It looks more like a funeral than a wedding. Simone (wearing the corsage) is the first of us seven Lafortune daughters to get married. She and her groom, Philippe, could have held out for a white dress, but they had waited long enough. As Catholics, we are forbidden to marry when death looms over the family. And once our loved ones pass, we must wear black from head to toe for an entire year. So a wedding, cloaked in black. So much black, and yet so many happy faces. How do we arrive at such a contradictory place?
All my sisters are here—Simone, Yvette, Gisèle, Pauline, Monique and little Juliette. That’s me, Huguette Lafortune, in the front row, all the way to the right, just two weeks shy of my 11th birthday. Maman stands over my shoulder, grinning as if showing off new teeth. Despite everything, I will never see her cry nor smile so broadly again.
In the years leading up to Simone’s wedding, two wars will rage—one an enemy appearing boldly, the other slinking into our lives in secret. Both malignant. Both killers. One devouring countries, the other human organs.
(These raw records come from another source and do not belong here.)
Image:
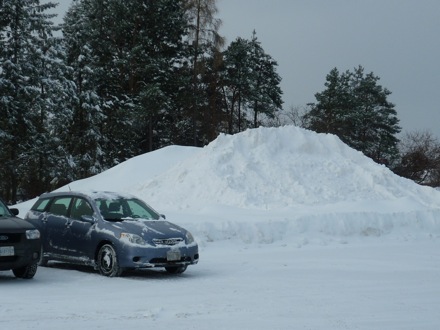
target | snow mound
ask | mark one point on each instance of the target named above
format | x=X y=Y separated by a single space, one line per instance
x=273 y=168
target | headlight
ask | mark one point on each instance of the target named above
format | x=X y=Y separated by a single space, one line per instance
x=189 y=238
x=132 y=238
x=32 y=234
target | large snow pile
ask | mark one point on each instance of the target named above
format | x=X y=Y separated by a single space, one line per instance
x=270 y=184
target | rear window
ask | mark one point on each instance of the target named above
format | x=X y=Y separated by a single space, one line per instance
x=41 y=204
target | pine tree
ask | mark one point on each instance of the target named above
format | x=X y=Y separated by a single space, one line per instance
x=251 y=84
x=266 y=93
x=30 y=84
x=205 y=43
x=133 y=50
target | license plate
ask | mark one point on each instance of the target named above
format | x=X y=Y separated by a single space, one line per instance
x=6 y=251
x=173 y=255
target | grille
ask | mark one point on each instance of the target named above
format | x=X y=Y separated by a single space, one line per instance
x=167 y=241
x=8 y=238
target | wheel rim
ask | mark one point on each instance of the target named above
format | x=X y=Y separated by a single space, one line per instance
x=107 y=259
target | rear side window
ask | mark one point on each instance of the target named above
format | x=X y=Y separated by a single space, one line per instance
x=60 y=205
x=41 y=204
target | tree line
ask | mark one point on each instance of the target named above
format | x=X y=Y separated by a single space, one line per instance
x=120 y=78
x=117 y=79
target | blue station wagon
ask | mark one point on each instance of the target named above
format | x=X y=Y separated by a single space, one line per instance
x=110 y=231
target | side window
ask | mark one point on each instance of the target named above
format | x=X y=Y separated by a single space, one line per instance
x=41 y=204
x=80 y=207
x=60 y=206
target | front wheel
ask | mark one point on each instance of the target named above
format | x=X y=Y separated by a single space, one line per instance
x=108 y=264
x=175 y=269
x=26 y=272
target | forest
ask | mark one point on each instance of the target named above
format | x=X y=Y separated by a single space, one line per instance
x=120 y=78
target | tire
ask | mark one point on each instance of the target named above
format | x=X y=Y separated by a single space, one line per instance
x=42 y=261
x=175 y=269
x=26 y=272
x=108 y=264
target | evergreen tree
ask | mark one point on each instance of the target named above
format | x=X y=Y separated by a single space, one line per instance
x=251 y=84
x=356 y=109
x=134 y=49
x=31 y=84
x=205 y=43
x=265 y=98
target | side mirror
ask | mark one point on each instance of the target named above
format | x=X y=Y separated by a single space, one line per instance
x=88 y=218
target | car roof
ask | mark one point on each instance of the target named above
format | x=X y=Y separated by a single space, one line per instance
x=89 y=194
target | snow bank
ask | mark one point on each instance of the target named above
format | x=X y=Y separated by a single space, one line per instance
x=275 y=184
x=272 y=168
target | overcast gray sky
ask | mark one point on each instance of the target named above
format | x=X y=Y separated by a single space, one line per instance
x=398 y=40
We will lose the war closest to home which will ravage our little girl lives and steal so much of what we treasure and hold dear. How then can this story be titled Good Fortune Daughters? We are the Lafortunes: this is true. And our lives will be sustained by our Catholic faith, shielded from a tragic family secret and further protected by an impossible promise. Through it all, a mysterious butterfly leaves an invisible trail of strength and compassion for us to follow.
Finally, there is a way for loss to be transformed into something good if only we can discover how. But first, we have to make it through.